= Global Ocean Observing System =

Ocean observation system

The Global Ocean Observing System (GOOS) is a global system for sustained observations of the ocean comprising the oceanographic component of the Global Earth Observing System of Systems (GEOSS). GOOS is administrated by the Intergovernmental Oceanographic Commission (IOC), and joins the Global Climate Observing System, GCOS, and Global Terrestrial Observing System, GTOS, as fundamental building blocks of the GEOSS.

==Overview==
GOOS is a platform for:
- International cooperation for sustained observation of the oceans.
- Generations of oceanographic products and services.
- Interaction between research, operational, and user communities.

GOOS serves oceanographic researchers, coastal managers, parties to international conventions, national meteorological and oceanographic agencies, hydrographic offices, marine and coastal industries, policymakers, and the interested general public.

GOOS is sponsored by the IOC, UNEP, WMO, and ICSU. It is implemented by member states via their government agencies, navies and oceanographic research institutions working together in a wide range of thematic panels and regional alliances.
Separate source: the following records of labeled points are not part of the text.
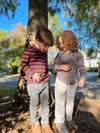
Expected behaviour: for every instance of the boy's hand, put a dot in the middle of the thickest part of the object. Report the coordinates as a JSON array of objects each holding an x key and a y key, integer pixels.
[
  {"x": 36, "y": 77},
  {"x": 65, "y": 67},
  {"x": 49, "y": 73},
  {"x": 81, "y": 83}
]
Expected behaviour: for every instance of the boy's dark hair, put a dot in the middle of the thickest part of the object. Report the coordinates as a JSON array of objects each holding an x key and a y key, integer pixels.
[
  {"x": 45, "y": 36},
  {"x": 69, "y": 39}
]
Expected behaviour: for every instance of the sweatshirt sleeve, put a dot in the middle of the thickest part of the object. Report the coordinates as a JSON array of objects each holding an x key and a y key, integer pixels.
[
  {"x": 56, "y": 62},
  {"x": 25, "y": 63},
  {"x": 81, "y": 66}
]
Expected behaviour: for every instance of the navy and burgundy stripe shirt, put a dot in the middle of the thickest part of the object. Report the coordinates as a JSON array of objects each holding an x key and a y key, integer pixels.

The GOOS Scientific Steering Committee provides guidance, while Scientific and Technical Panels evaluate Essential Ocean Variable observation systems. The secretariat director, from 2004 to 2011 was Keith Alverson. The secretariat director from 2011–2022 it was Albert Fischer.

==Essential ocean variables==
Essential Ocean Variables (EOVs) are a collection of ocean properties selected in a way so as to provide the best, most cost-effective suite of data that enables quantification of key ocean processes. They are selected based on their Relevance, Feasibility, and Cost effectiveness. They fall into four categories - physics, biogeochemistry, biology and ecosystems, and cross-disciplinary. Their consistent usage is promoted by agencies such as GOOS and Southern. The EOVs are:

- Physics
  - Sea state
  - Ocean surface stress
  - Sea ice
  - Sea surface height
  - Sea surface temperature
  - Subsurface temperature
  - Surface currents
  - Subsurface currents
  - Sea surface salinity
  - Subsurface salinity
  - Ocean surface heat flux
- Biogeochemistry
  - Oxygen
  - Nutrients
  - Inorganic carbon
  - Transient tracers
  - Particulate matter
  - Nitrous oxide
  - Stable carbon isotopes
  - Dissolved organic carbon
- Biology and Ecosystems
  - Phytoplankton biomass and diversity
  - Zooplankton biomass and diversity
  - Fish abundance and distribution
  - Marine turtles, birds, mammals abundance and distribution
  - Hard coral cover and composition
  - Seagrass cover and composition
  - Macroalgal canopy cover and composition
  - Mangrove cover and composition
  - Microbe biomass and diversity (*emerging)
  - Invertebrate abundance and distribution (*emerging)
- Cross-disciplinary
  - Ocean color
  - Ocean Sound

==See also==
- Global Sea Level Observing System (GLOSS)
- Integrated Ocean Observing System
- Terrestrial Ecosystem Monitoring Sites (GTOS)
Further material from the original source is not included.